🤖 AI Summary
This study addresses the challenge of early in-hospital stroke detection, which is hindered by the lack of continuous pre-event physiological signals. Focusing on hospitalized patients already under continuous monitoring, the authors precisely pinpoint stroke onset times by integrating clinical notes—extracted with large language model (LLM) assistance and validated by physicians—and extract hemodynamic features from photoplethysmography (PPG) signals. A ResNet-1D temporal model is developed to predict stroke risk across multiple time windows. The work demonstrates, for the first time in real-world datasets (MIMIC-III and MC-MED), that PPG signals exhibit high predictive power 4–6 hours before stroke onset, achieving F1 scores of 0.9406 and 0.9888, respectively. These findings advance stroke detection from reactive clinical response toward proactive physiological monitoring.
📝 Abstract
The absence of pre-hospital physiological data in standard clinical datasets fundamentally constrains the early prediction of stroke, as patients typically present only after stroke has occurred, leaving the predictive value of continuous monitoring signals such as photoplethysmography (PPG) unvalidated. In this work, we overcome this limitation by focusing on a rare but clinically critical cohort - patients who suffered stroke during hospitalization while already under continuous monitoring - thereby enabling the first large-scale analysis of pre-stroke PPG waveforms aligned to verified onset times.
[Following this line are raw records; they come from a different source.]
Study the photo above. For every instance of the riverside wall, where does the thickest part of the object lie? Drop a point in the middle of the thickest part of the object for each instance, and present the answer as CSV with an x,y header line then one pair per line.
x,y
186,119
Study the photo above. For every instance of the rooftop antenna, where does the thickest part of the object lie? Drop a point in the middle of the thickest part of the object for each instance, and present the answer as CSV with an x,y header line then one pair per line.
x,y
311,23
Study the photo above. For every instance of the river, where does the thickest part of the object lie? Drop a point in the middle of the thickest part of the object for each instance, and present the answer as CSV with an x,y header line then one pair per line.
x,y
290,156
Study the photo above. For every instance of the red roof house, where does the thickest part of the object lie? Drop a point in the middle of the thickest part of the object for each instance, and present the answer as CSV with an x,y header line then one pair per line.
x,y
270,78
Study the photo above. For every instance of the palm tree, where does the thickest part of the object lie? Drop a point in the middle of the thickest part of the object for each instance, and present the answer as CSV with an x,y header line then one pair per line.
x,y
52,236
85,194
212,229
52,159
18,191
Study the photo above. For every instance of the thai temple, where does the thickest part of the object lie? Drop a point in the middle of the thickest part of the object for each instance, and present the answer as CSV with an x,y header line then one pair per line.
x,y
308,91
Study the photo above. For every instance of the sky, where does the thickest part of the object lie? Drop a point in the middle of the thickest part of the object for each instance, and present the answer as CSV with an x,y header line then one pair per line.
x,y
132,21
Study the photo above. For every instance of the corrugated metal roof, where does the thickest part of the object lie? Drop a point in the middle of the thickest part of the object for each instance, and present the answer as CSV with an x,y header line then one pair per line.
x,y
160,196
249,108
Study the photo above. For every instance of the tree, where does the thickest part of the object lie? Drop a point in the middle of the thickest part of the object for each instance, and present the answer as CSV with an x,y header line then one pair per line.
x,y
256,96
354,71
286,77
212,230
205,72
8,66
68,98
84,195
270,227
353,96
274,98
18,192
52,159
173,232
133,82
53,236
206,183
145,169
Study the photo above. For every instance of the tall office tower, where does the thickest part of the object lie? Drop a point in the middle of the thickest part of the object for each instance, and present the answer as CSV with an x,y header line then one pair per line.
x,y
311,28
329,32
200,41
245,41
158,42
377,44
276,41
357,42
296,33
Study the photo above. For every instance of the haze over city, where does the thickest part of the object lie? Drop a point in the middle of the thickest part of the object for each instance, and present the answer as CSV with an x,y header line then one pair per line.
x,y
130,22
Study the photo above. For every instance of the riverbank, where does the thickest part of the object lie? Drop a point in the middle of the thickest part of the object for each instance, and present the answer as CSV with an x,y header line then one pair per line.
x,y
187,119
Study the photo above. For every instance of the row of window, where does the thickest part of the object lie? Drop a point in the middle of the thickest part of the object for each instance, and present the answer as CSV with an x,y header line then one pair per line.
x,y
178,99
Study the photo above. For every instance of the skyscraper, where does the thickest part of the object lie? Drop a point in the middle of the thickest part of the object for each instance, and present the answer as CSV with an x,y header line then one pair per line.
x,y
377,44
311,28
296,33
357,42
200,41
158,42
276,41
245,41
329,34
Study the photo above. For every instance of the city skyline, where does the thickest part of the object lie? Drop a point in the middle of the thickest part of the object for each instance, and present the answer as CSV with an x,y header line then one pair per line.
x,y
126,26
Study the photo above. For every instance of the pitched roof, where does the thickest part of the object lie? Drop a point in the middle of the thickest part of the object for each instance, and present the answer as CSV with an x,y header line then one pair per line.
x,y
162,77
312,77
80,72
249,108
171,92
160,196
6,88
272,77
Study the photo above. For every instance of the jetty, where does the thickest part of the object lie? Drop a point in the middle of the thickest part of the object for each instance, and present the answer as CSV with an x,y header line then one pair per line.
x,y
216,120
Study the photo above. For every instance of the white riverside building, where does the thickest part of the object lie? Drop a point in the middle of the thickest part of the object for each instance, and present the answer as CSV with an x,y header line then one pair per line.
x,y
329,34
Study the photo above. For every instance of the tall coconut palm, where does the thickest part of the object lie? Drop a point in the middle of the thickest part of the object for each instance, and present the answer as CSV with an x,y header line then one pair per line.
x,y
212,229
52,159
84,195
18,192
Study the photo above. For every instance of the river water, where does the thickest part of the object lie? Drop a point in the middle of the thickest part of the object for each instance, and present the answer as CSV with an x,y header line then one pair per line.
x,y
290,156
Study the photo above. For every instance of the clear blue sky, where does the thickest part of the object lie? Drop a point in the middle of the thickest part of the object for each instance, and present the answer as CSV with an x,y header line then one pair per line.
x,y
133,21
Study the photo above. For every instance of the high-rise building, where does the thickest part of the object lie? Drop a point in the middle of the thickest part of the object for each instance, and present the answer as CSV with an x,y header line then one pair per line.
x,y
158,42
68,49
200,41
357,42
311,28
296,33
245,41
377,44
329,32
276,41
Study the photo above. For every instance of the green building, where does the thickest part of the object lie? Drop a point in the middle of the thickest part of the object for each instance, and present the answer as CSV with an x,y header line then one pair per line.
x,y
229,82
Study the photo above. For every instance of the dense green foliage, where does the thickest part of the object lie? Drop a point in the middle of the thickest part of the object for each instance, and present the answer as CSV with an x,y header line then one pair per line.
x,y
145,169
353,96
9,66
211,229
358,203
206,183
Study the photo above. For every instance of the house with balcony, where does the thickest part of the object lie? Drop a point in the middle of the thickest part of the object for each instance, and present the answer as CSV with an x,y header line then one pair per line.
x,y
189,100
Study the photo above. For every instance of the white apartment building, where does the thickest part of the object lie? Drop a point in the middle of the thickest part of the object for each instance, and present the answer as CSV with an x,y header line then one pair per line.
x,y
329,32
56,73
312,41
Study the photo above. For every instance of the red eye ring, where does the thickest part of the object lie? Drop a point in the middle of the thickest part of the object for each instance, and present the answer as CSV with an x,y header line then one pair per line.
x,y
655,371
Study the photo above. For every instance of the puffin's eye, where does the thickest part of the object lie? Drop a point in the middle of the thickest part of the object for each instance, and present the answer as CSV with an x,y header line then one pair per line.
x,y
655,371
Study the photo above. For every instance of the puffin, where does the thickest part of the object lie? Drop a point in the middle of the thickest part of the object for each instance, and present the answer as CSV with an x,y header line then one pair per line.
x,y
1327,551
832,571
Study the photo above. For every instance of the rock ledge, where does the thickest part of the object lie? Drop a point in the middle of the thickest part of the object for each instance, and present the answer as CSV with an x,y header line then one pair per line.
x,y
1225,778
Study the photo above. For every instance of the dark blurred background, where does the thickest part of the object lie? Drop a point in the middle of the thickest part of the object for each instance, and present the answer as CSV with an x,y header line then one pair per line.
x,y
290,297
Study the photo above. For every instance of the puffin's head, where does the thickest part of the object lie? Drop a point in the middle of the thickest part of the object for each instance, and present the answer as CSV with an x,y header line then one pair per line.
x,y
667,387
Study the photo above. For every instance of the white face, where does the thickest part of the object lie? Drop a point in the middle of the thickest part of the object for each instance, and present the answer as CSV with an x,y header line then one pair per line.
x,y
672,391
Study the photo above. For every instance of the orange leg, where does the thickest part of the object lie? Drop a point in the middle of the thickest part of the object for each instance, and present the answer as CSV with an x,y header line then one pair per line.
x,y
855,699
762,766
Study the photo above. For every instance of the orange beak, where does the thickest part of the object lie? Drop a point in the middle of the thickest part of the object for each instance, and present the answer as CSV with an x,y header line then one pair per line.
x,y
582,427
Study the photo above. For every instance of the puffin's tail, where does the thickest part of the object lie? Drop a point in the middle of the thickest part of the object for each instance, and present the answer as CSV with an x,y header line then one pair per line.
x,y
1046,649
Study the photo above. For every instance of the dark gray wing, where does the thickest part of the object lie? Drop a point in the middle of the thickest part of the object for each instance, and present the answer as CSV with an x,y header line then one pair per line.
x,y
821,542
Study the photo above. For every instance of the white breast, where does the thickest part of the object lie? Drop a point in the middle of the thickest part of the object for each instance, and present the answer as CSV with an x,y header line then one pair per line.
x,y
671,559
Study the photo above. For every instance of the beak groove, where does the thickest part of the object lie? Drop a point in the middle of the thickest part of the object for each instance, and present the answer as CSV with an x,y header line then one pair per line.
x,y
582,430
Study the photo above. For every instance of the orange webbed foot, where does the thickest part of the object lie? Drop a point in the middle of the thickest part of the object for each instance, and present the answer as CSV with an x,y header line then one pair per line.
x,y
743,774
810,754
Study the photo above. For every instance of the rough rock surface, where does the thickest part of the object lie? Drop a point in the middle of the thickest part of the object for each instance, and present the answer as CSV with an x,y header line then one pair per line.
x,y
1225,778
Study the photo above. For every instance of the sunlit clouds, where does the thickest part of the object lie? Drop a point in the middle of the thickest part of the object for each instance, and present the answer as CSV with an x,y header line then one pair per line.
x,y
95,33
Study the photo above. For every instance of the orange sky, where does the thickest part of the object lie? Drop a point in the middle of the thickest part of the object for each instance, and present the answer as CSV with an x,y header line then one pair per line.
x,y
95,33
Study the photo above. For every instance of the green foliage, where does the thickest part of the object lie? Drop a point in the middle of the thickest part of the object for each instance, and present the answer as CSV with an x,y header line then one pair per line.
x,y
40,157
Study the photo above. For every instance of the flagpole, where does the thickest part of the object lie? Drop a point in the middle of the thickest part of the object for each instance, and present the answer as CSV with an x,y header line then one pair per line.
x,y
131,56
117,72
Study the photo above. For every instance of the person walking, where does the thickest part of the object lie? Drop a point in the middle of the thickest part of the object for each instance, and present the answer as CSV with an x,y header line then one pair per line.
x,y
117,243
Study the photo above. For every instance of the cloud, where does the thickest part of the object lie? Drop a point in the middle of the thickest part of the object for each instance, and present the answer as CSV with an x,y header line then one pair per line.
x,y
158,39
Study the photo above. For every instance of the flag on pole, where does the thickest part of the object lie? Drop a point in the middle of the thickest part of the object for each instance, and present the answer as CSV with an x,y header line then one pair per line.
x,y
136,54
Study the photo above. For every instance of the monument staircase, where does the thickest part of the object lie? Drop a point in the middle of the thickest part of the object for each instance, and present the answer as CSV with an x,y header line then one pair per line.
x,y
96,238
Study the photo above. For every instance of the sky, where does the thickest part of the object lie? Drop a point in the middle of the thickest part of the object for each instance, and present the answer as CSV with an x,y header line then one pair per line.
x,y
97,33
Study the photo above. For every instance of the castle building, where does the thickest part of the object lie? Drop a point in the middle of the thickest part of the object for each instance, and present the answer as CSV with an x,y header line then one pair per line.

Using MIMIC-III and MC-MED, we develop an LLM-assisted data mining pipeline to extract precise in-hospital stroke onset timestamps from unstructured clinical notes, followed by physician validation, identifying 176 patients (MIMIC) and 158 patients (MC-MED) with high-quality synchronized pre-onset PPG data, respectively. We then extract hemodynamic features from PPG and employ a ResNet-1D model to predict impending stroke across multiple early-warning horizons. The model achieves F1-scores of 0.7956, 0.8759, and 0.9406 at 4, 5, and 6 hours prior to onset on MIMIC-III, and, without re-tuning, reaches 0.9256, 0.9595, and 0.9888 on MC-MED for the same horizons. These results provide the first empirical evidence from real-world clinical data that PPG contains predictive signatures of stroke several hours before onset, demonstrating that passively acquired physiological signals can support reliable early warning, supporting a shift from post-event stroke recognition to proactive, physiology-based surveillance that may materially improve patient outcomes in routine clinical care.